Genel olarak kelam düşüncesinin oluşumu, Hasan el-Basri’nin (ö. 728) kurduğu ders halkasından ayrılan Vasıl b. Ata (ö. 748) ve Amr b. Ubeyd (ö. 761) ile başlatılır. Ancak Hasan el-Basri’ye nispet edilen Risale fi’l-kader incelendiğinde onun kelam meseleleri ile yakından ilgili olduğu görülür. Hasan el-Basri’nin düşüncesinin Mu’tezile mezhebine kaynaklık ettiği de açık bir gerçektir. O sadece Mu’tezile üzerinde etkili olmamış, bütün bir Irak bölgesinin fikri yapılanması ve gelişiminde önemli rol oynamıştır. Dolayısıyla kelamı Hasan el-Basri ile başlatmak daha isabetli olur.

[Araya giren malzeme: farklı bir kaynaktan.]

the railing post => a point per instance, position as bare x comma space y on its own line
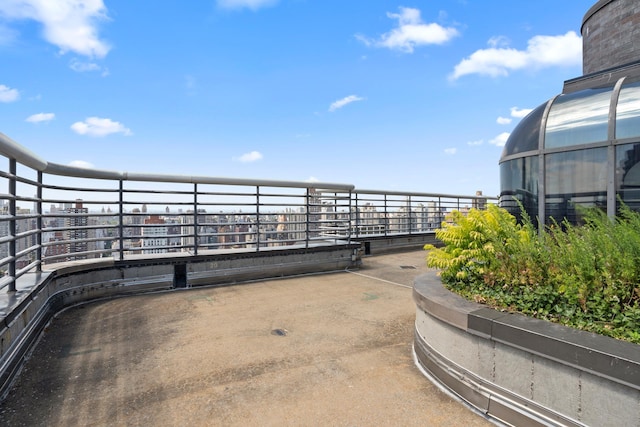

Kelam'a Giriş (Anadolu Ünv.: 2013) kitabından kısaltılarak alınmıştır.
 

Emeviler Döneminde Kelam Alanındaki Eserler

Bu dönemde de konuları sistemli biçimde ele alan bütünlüklü kelam çalışmalarına rastlamak mümkün değildir. Ancak belli konulardaki tartışmalar doğrultusunda bazı yazılı metinler ortaya konulmuştur:

  • Hariciler’in bir kolu olan İbadiliğin kurucusu Abdullah b. Ibad’ın (ö. 705) Emevi halifesi Abdülmelik’e hitaben yazdığı ve İbadi esaslarının kısa bir açıklaması niteliğini taşıyan mektubu

  • Hasan-ı Basri’nin (ö. 728) yine Abdülmelik’in bir sorusuna cevap niteliğindeki, kulların fiilleri ve kadere ilişkin görüşlerini açıkladığı, cebir görüşüne dayanan kaderci anlayışı eleştirdiği Risale’si

  • Hz. Ali’nin torunu Hasan b. Muhammed İbnü’l-Hanefiyye’ye (ö. 718) nispet edilen iki risale

 

Erken dönem İslam tarihinde bazı tartışma ve ihtilafların etkisiyle çeşitli itikadi gruplar oluşmuşsa da VIII. asrın ikinci yarısına kadar itikadi düşüncede belirgin bir ekolleşme gerçekleşmemiştir. Nitekim hicri I. asır sonu ile II. asır başlarındaki ilk fikir hareketlerinden sonra Mutezile mezhebi bir düşünce ekolü olarak doğmuştur. Mutezile’nin kurucuları kabul edilen Vasıl b. Ata (ö. 748) ve Amr b. Ubeyd’in (ö. 761) pek çok eser telif ettikleri sonraki kaynaklarda belirtilmekte ise de bunlardan hiçbirisi günümüze ulaşmamıştır. 

Hanefi fıkıh ekolünün kurucusu Ebû Hanife de (ö. 767) Sünni kelamın teşekkülünden çok daha erken bir dönemde sahabe devrindeki şartların değiştiğini müşahede etmiş, İslam dünyasında çeşitli siyasi ve fikri gelişmelerin ortaya çıkması dolayısıyla iman esaslarının belirlenmesi için akaid konularının incelenmesini zorunlu görmüştür. Onun el-Fıkhü’l-ekber, el-Fıkhü’l-ebsat, el-Alim ve’l-müteallim, er-Risale ve el-Vasiyye gibi akaide dair eserleri itikadi meselelerin incelenmesinde teknik ayrıntı ve tartışmalara fazla girilmeyen, fakat inanç esaslarının derli toplu bir dökümünü veren akaid risalesi tarzı eserlerin güzel örneklerindendir.